Stress is not something that only adults experience. Even kids can have their own share of stress and strain brought about by a number of factors like when a loved one dies, including a pet and when parents are having a troubled relationship or are getting divorced.

Parents figure out ways to cope with the stress in their lives. And in the same way they need to be able to teach their children to do the same.

So what can you do? How can you help your child cope with stress?

Janine Halloran is the Founder of Coping Skills for Kids and has the following suggestions:

1. Teach them a few quick calming strategies

When kids are experiencing stress, they need to be able to do something in the moment to calm down.

Teach these to your child so they have a few simple strategies.

  • Take a deep breath.

The key to a good deep breath is to have their belly move, not their chest. Have them put one hand on their belly and one hand on their chest. When they breathe in, their stomach should be moving out. And when they breathe out, their stomach should move in. Use props to make it more fun, like bubbles, a pinwheel, or laying down with a teddy bear on their stomach.

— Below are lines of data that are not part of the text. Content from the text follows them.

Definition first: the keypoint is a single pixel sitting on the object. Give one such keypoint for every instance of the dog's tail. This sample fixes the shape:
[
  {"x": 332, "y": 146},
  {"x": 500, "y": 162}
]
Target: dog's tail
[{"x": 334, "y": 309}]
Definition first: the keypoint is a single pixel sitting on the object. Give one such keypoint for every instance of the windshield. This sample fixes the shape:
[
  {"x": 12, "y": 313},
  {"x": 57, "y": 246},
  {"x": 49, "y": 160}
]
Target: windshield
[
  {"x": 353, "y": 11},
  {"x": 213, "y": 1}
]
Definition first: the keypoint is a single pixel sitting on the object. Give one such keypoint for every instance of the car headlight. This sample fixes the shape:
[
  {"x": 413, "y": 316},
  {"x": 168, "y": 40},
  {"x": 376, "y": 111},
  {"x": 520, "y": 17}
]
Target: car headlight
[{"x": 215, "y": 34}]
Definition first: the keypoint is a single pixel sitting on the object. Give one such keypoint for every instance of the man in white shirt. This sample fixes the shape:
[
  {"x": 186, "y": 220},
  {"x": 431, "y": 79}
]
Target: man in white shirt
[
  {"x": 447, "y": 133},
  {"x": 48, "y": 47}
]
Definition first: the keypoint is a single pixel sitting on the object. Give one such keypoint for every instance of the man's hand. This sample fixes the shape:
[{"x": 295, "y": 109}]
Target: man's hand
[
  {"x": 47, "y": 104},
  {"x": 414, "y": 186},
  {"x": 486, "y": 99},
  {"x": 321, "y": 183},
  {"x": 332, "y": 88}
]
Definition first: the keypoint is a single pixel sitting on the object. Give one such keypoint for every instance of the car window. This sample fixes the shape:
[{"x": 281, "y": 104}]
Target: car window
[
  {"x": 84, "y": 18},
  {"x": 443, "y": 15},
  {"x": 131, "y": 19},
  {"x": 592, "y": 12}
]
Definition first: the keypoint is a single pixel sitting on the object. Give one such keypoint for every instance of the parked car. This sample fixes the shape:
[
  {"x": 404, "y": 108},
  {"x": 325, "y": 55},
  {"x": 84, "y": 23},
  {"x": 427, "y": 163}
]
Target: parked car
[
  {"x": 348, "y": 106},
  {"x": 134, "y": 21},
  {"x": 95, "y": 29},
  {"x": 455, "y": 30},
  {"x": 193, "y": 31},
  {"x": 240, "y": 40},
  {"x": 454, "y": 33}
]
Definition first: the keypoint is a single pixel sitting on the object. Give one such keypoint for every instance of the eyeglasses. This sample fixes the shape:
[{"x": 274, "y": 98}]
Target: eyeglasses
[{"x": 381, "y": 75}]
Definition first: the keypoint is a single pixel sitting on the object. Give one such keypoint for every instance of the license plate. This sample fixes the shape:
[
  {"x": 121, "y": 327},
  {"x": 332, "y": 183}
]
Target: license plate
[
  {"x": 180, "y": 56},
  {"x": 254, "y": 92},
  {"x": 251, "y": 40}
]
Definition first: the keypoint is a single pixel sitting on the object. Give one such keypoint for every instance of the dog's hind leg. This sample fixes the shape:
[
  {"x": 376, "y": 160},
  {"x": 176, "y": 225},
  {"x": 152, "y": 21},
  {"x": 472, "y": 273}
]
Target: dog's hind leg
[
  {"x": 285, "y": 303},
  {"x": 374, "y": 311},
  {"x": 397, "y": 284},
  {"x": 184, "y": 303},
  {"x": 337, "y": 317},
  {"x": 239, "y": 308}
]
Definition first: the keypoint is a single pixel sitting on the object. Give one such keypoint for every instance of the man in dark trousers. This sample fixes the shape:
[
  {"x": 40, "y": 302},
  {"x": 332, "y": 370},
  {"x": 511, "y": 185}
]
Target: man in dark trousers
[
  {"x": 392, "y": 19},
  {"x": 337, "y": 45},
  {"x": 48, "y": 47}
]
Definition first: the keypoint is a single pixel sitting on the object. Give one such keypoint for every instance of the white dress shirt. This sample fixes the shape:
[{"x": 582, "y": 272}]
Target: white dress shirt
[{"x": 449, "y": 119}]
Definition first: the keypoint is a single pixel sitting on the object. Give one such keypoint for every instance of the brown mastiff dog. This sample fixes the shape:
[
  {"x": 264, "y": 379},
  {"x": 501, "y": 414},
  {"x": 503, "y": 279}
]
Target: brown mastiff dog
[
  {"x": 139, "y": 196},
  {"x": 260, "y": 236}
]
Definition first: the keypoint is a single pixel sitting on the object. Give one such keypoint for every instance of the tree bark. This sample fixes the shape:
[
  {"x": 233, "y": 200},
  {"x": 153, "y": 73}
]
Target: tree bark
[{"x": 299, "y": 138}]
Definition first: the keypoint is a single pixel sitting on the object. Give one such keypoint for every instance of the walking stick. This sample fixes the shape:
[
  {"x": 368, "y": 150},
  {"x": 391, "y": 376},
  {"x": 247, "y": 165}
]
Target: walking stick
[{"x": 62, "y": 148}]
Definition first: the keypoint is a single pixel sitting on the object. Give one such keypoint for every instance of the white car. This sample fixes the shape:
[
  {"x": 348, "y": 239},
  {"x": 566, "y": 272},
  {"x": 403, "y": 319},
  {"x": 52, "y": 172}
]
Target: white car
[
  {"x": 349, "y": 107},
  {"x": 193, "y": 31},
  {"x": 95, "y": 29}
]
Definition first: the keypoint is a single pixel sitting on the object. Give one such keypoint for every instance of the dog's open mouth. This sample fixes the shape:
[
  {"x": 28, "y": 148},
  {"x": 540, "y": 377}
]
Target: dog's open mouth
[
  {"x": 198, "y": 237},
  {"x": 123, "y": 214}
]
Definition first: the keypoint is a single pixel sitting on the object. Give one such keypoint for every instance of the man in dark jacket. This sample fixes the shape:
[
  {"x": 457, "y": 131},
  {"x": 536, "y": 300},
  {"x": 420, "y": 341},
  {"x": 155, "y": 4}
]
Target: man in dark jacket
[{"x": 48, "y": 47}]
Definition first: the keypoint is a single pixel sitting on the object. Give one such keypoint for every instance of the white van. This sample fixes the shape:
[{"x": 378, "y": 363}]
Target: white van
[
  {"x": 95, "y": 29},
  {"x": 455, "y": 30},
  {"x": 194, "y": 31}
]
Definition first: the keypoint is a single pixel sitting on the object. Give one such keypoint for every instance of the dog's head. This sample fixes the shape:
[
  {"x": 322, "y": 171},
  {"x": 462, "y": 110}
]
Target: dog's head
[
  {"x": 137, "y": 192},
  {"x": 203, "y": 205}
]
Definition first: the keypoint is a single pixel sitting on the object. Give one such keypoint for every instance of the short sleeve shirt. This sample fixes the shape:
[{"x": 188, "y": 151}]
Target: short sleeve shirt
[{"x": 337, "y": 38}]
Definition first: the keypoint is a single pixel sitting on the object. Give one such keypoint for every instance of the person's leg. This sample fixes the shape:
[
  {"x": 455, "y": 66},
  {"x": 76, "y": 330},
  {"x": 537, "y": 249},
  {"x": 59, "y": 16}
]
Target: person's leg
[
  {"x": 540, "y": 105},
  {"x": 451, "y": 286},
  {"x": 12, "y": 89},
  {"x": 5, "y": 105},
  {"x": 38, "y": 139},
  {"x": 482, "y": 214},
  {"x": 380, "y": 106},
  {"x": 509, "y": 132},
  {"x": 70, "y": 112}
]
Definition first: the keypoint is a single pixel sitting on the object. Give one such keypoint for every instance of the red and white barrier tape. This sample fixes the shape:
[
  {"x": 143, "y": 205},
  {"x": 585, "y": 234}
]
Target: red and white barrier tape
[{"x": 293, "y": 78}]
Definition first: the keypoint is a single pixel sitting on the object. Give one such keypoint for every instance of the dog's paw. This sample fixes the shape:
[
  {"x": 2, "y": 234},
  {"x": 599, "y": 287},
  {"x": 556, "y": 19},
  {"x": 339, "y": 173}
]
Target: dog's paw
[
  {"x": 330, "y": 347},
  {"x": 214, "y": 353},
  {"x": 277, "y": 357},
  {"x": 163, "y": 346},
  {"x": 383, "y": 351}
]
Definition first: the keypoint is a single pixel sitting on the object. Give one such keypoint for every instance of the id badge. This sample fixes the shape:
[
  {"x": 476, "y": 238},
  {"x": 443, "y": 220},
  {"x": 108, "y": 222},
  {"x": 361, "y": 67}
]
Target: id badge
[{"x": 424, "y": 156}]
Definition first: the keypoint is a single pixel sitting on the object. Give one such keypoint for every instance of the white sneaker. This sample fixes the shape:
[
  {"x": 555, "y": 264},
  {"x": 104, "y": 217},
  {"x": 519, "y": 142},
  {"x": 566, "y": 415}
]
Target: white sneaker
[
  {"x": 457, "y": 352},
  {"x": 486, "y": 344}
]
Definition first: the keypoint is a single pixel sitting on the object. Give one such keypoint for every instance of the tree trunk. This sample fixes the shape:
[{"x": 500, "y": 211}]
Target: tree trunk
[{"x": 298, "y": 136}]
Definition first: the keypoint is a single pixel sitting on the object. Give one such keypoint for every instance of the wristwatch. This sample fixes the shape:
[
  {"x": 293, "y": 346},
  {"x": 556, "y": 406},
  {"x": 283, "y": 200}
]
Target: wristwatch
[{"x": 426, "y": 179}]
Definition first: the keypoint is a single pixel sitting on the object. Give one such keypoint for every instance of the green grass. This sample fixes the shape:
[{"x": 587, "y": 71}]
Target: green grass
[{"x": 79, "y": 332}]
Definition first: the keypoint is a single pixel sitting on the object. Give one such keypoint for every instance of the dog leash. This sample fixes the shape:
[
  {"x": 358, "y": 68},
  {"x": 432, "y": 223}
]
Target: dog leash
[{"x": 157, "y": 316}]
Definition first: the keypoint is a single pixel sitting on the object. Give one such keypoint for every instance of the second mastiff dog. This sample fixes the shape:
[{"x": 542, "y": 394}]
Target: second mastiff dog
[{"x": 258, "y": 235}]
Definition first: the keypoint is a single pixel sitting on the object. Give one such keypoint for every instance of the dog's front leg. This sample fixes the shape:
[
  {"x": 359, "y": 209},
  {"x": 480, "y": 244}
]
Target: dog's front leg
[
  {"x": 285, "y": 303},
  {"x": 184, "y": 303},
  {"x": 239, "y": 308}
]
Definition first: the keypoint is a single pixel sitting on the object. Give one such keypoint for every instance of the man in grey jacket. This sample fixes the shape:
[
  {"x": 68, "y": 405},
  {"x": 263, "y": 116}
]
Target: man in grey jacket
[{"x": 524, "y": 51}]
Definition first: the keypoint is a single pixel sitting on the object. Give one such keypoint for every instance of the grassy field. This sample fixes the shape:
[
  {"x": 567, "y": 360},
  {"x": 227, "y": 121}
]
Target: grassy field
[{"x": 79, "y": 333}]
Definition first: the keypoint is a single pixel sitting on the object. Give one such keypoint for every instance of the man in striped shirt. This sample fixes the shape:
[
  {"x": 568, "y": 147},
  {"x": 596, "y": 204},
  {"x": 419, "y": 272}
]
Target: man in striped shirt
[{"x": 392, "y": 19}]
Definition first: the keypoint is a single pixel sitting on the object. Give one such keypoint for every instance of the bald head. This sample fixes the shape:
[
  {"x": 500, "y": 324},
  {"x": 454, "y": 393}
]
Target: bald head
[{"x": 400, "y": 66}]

  •  Imagine your favorite place.

Have your child imagine their favorite place in the world. Maybe it’s the beach, or the woods, or in a quiet spot in your home. Have them use their senses to think about this place – what do they see, hear, feel? Encourage them to stay there for a few minutes.

  •  Pick a number.

Sometimes it’s helpful to focus on something simple, like counting. Have them pick a number and count to it. Or they could start with a random number, like 58, and count backwards down to one. Or they could start at 100 and count backwards down by 7’s. Try a few different ways of counting to see which works best.

2. Start a dialogue about the stress

Ask one or two open-ended questions and see where that leads. One simple way to ask about their day is to ask about the roses (the good things that happened), and thorns (the bad things that happened).

They may be more reluctant to talk with you face to face, so try talking in the car instead. Ask a question or two while you’re out and about in your vehicle.

If you’re having a hard time starting a verbal conversation, try writing instead. Start a special journal just for the two of you and start a conversation about what’s going with them, and what is stressful for them.

3. Simplify your schedule

There is such pressure to go and do CONSTANTLY. That puts a lot of stress on everyone in the family. Talk with your child about their schedule. Do they still like all of their activities? Is there something they’d like to stop doing? Cutting down to one or two activities a week would reduce stress. Simplifying the schedule would have the added benefit of allowing for some down time and freedom to play, which is a great stress reliever.

4. Find good distractions

There are times when you can do something to reduce stress, like cutting back on activities. However, there are times when you can’t fix it, like when their grandmother is ill. There isn’t anything they can do, but your child may keep thinking and thinking about it, to the point of being unable to focus at school. Then it’s time to try and take their mind off that stress.

  •  Find something that makes them laugh.

Tell silly jokes, make up some Would You Rather questions, or do a mad libs together. The simple act of laughter can make kids feel a little bit better and reduce stress.

  •  Help others.

Find a place that they can volunteer. Do random acts of kindness for others. Focusing on other people can distract from their own worries.

  •  Play a game.

Set aside a little time and pull out your favorite board game from when you were little. Teach them how to play. What a fun way to bond and connect with your child.

5. Model healthy coping strategies

As parents, we are our children’s first teachers. They watch our behaviors and see what we do when we’re stressed out. We need to model good, healthy coping strategies too. What are your go-to coping strategies? – Do you like to go to the gym? Knit? Do a crossword puzzle?

The next time you use a coping skill, share that information with your child. Acknowledge it out loud. “I’m so stressed right now, and I just need a quick break. I’m going to knit for 10 minutes.”

There will always be stress, but it’s all about how you manage it. The earlier your child can learn healthy coping skills, the bigger their repertoire of coping skills will be. With a good set of coping strategies, they can tackle stressful situations successfully.

You and your child have been writing back and forth in a journal, and you learned that she really didn’t like soccer anymore. It’s been two weeks since she stopped, and you’ve noticed her smile is starting to come back. She seems less stressed and you aren’t so worried anymore.